Dr. Anthea Hartig will join us as co-chair of the Harada House Ad-Hoc Committee. Anthea M. Hartig, PhD, Executive Director, California Historical Society, was previously with the National Trust for Historic Preservation, where she directed the Trust’s Western Office and served the six continental far western states along with Hawai’i, Alaska and the Pacific Island Territories of Guam and Micronesia. Previously Dr. Hartig taught history and cultural studies at La Sierra University in Riverside and graduate courses in historic preservation at the University of California, Riverside from where she holds a Ph.D. and Master’s Degree. Dr.

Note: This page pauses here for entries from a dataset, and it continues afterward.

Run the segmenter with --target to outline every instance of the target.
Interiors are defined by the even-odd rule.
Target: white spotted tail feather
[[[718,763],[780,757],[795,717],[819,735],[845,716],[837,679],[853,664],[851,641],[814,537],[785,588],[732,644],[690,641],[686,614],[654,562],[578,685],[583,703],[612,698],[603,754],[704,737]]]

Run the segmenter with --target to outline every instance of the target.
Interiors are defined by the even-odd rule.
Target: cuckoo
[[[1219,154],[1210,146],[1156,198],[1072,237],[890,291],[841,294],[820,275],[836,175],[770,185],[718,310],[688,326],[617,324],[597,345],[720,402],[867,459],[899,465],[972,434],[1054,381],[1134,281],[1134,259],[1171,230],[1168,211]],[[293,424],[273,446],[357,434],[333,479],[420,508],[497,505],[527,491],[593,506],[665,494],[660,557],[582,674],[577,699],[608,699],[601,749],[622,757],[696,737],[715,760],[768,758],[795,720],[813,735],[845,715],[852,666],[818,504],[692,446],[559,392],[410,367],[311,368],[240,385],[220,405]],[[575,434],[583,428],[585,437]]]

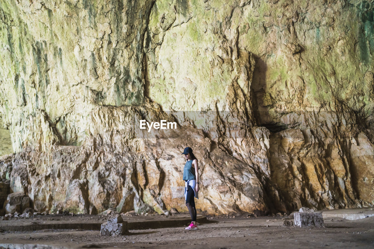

Hartig has served on many local, statewide and national history-related non-profit foundations’ boards of directors, including the California Preservation Foundation, the California Council for the Promotion of History and co-chairs the Harada House Ad-Hoc Advisory Committee, and has published in both academic and professional journals.

Donna Graves, consultant and Director of Preserving California Japantowns, will introduce participants to an abbreviated inaugural tour of Reading the Sites: The Japanese American Community in Riverside. Donna Graves received a B.A. in American Studies at UCSC, and M.A. in American Civilization from Brown University, and an M.A. in Urban Planning with a concentration on history and theory of the built environment from UCLA. She is widely known for her work documenting sites associated with Japanese American history and has developed historic context statements for San Francisco’s Japantown and the City of Richmond, California. In addition, she was the Project Consultant for the City of Riverside, Certified Local Government Grant 2010/2011, Japanese American Heritage and the Quest for Civil Rights in Riverside, California 1890s-1970s, Reading the Sites.

Dr. Catherine Gudis is Associate Professor of History and Director of the Public History Program at the University of California, Riverside. She is the author of Buyways: Billboards, Automobiles, and the American Cultural Landscape and an editor of Cultures of Commerce: Business Culture in America as well as groundbreaking exhibition catalogues on contemporary art, including A Forest of Signs: Art in the Crisis of Representation and Helter Skelter: L.A. Art in the 1990s. As a 2011-12 Getty Scholar, Dr. Gudis began work on her next book, Curating the City: The Framing of Los Angeles, which interweaves histories of public art, preservation, and urbanism in the Southland. She has worked for many years as a curator and preservationist, spearheading major educational initiatives at the Los Angeles Conservancy, contributing to such projects as SurveyLA and the City of Riverside’s historic contexts on Eastside and University Avenue, and working, in particular, on California-focused exhibitions, including one in progress for the Huntington Library. She received her Ph.D. in American Studies from Yale University and B.A. in Philosophy from Smith College.